The film score was composed by Chandran Veyattummal and Govind Vasantha. The songs were composed by Shahabaz Aman and were released on 13 July 2014 in A. J. Hall in Kochi. Chandran Veyattummal also composed the song "Pokaruthen Makane" for the film, which is extracted from the oral text of Iravikutti Pilla Poru. In an audio review, a critic from The Times of India wrote, "The music of the film doesn't stick to one style or genre, neither does it adhere to the current trends.
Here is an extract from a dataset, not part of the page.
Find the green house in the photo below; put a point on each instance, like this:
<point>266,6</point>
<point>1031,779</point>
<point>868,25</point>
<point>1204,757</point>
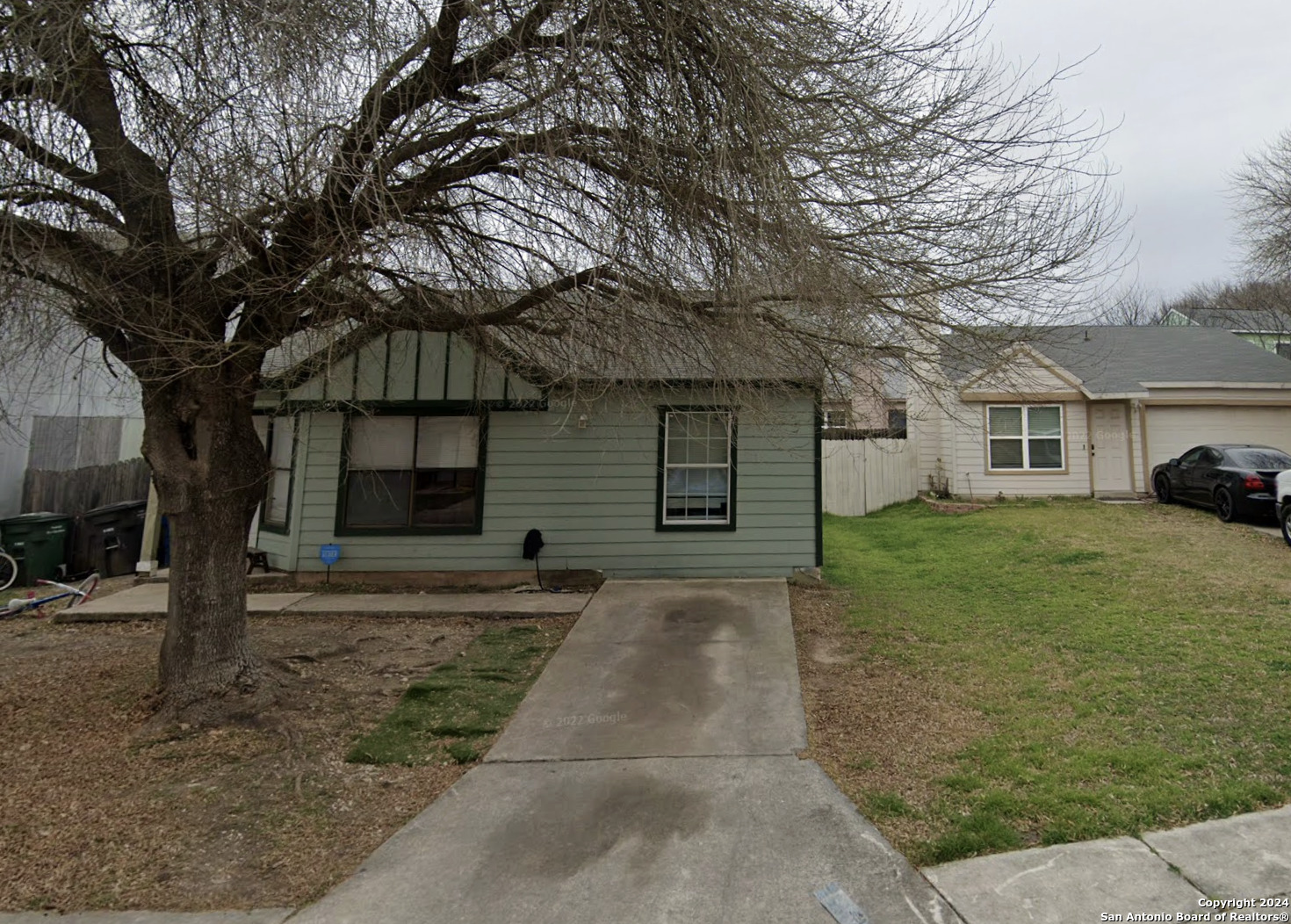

The result is a set of fresh and listenable tracks, each of which has something new to offer". The song "Theruvukal Nee" became popular on social media.

Track listing
| No. | Title | Lyrics | Singer(s) | Length |
|---|---|---|---|---|
| 1. | "Theruvukal Nee" | Anwar Ali | Siddharth Menon | 5:14 |
| 2. | "Muthu Penne" | Traditional | Jassie Gift | 2:48 |
| 3. | "Pokaruthen Makane" | From the oral text of Iravikutti Pilla Poru (Research: Anwar Ali) | Jensy Gregory | 3:42 |
| 4. | "Chirakukal Njan" | Anwar Ali | Parvathy Jayadevan | 4:23 |
| 5. | "Oorake Kalapila" | Anwar Ali, Anoop Mohandas, Rahul Madhusudan | Anwar Ali, Anoop Mohandas, Ramesh Ram, Vishnu Dethan, Ben Sam Jones | 3:49 |
| Total length: |  |  |  | 19:16 |

==Online release==
The movie was released online on Reelmonk to a worldwide audience on 20 July 2015. However, the day of the online release the movie suffered from piracy attacks and was uploaded to torrent sites. The online release partner, Reelmonk, was, however, able to track the uploader within 12 minutes and has initiated criminal proceedings against the pirate.

==Reception==
The film was well received by critics. Baradwaj Rangan of The Hindu wrote, "the fascinating and deeply atmospheric Njan Steve Lopez, follows pretty much the same trajectory [as Annayum Rasoolum]. Young man. Rebuff. Love. Spanner-throwing fate. Tangential involvement with criminals. It’s all there – but in a different form". Aswin J Kumar of The Times of India rated the film 3.5/5 stars and wrote, "Njan Steve Lopez is a film that will not disappoint even those who look for vigour and colour. It has warmth that glows every now and then and it is hard to resist". Deepanjana Pal of Firstpost wrote, "This is not a movie experience that will leave you feeling happy, but Njan Steve Lopez does make you wonder about the choices we make and those that are made for us. For that alone, it’s worth a watch". Nandini Ramnath of Mint wrote, "Njan Steve Lopez suggests that sometimes, it’s better to quaff your way towards a stupor rather than swallow the hard facts of life in present-day Malayali society". Shubha Shetty-Saha of Mid-Day rated the film 3/5 stars and wrote, "Watch it as it narrates an intriguing story aided by good performances".

The lack of commercialization made it a failure in the box office. It had since gone through a series of festival circuits gaining more critical acclaim. Finding audience online, now the film has a cult following and is considered Rajeev Ravi's best work among his five films.